I can find no obvious error messages in /var/log.

If I run a command to show a crontab listing, that works and the attempt is logged:

= =
$ crontab -u _httpd -l

#
[...]

$ tail /var/log/cron
[...]
May 15 09:21:00 n0b cron[17560]: (_httpd) CMD FINISH (/usr/local/www/bin/graph-cputemp.sh >>/usr/local/www/logs/crontab-graph.log 2>>/usr/local/www/logs/crontab-graph.err)
May 16 18:25:30 n0b crontab[9766]: (root) LIST (_httpd)
= = =
ls -l  /usr/local/www/logs/crontab-graph.???
-rw-r--r--  1 _httpd  _httpd     684 Apr 28 00:40 /usr/local/www/logs/crontab-graph.err
-rw-r--r--  1 _httpd  _httpd  695088 May 15 09:21 /usr/local/www/logs/crontab-graph.log
= = =


The system has a USB Ethernet adapter connected, and is otherwise a stock Pi Zero 2W.

The logrotate pkg is set up in cron also:

# Thu Apr 28 00:16:45 UTC 2022
0       0       *       *       *       /usr/pkg/sbin/logrotate /usr/pkg/etc/logrotate.conf

No email from daily root cron jobs since May 4, 2022.


The dmesg output is replicated here:

https://jspath55.blogspot.com/2022/04/raspberry-pi-zero-2-w-netbsd-dmesg-text.html




>How-To-Repeat:
Unsure how to repeat elsewhere.
Issue recurred after a reboot.
>Fix:
Unknown.

>Release-Note:

>Audit-Trail:
From: "David H. Gutteridge" <david@gutteridge.ca>
To: Gnats Bugs <gnats-bugs@netbsd.org>
Cc: 
Subject: Re: port-arm/56842: Cron hangs on Raspberry Pi Zero 2W
Date: Thu, 19 May 2022 21:57:05 -0400

 Hello,

 FWIW, I haven't seen this issue running older NetBSD releases
 (presently 8.0_STABLE) on an "old" Raspberry Pi B+. Granted, I don't
 run anything every minute. That machine has been running for years
 without a hiccup (other than power outages). I could try upgrading it
 to 9.2_STABLE and see if I can replicate this. A few thoughts off the
 top of my head follow.

 If you look at the system after the point cron seems to have stopped
 working, what does ps(1) tell you about the state of cron? What's the
 system load at the time? (I'm assuming you have a standard CRON_WITHIN
 value like 7200 and the machine isn't under an incredibly high load all
 the time, as that seems very unlikely.)

 You might try enabling extra debugging information with the -x option.
 Have you found any core files from cron?

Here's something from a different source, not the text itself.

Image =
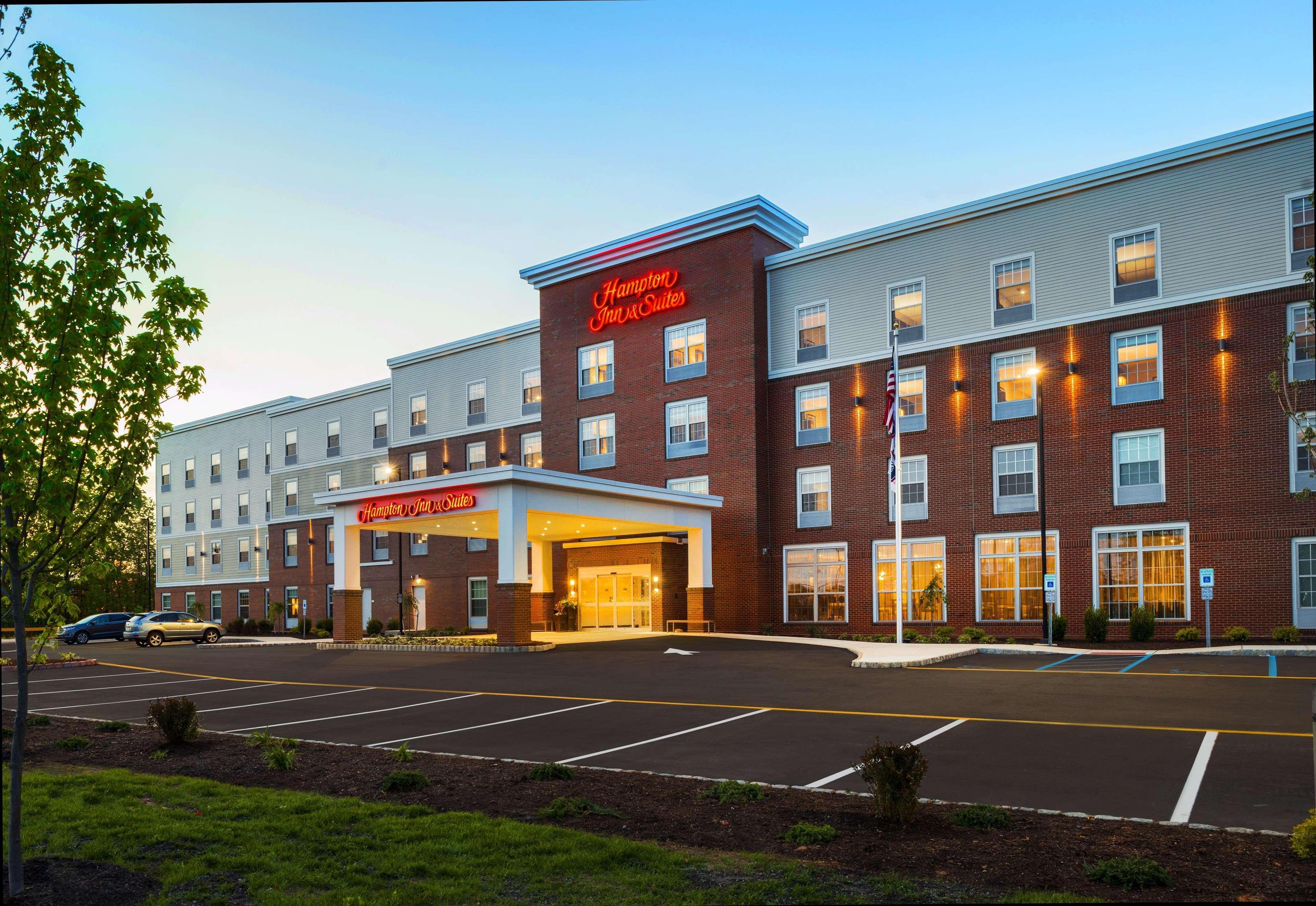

 What happens if you disable particular cron entries, like the script
 meant to run every minute?

 Regards,

 Dave

From: Jim Spath <jspath55@gmail.com>
To: gnats-bugs@netbsd.org
Cc: 
Subject: Re: port-arm/56842
Date: Fri, 20 May 2022 09:20:51 -0400

 --000000000000aaee7005df715c67
 Content-Type: text/plain; charset="UTF-8"
 Content-Transfer-Encoding: quoted-printable

 Dave:

 Thank you for the feedback. I have NetBSD running also on a Pi3 and a Pi4;
 this is the first time getting a Zero 2W working. The other systems are
 running current:

 NetBSD [pi3] 9.99.82 NetBSD 9.99.82 (GENERIC64) #0: Tue Apr 27 05:40:29 UTC
 2021 mkrepro@mkrepro.NetBSD.org:/usr/src/sys/arch/evbarm/compile/GENERIC64
 evbarm

 NetBSD [pi4] 9.99.93 NetBSD 9.99.93 (GENERIC64) #0: Sun Jan 2 23:46:21 UTC
 2022 mkrepro@mkrepro.NetBSD.org:/usr/src/sys/arch/evbarm/compile/GENERIC64
 evbarm

 Neither of those, nor an earlier 9.2 system have shown cron hangs; I have
 the identical script running.

 Your questions:

 - what does ps(1) tell you about the state of cron?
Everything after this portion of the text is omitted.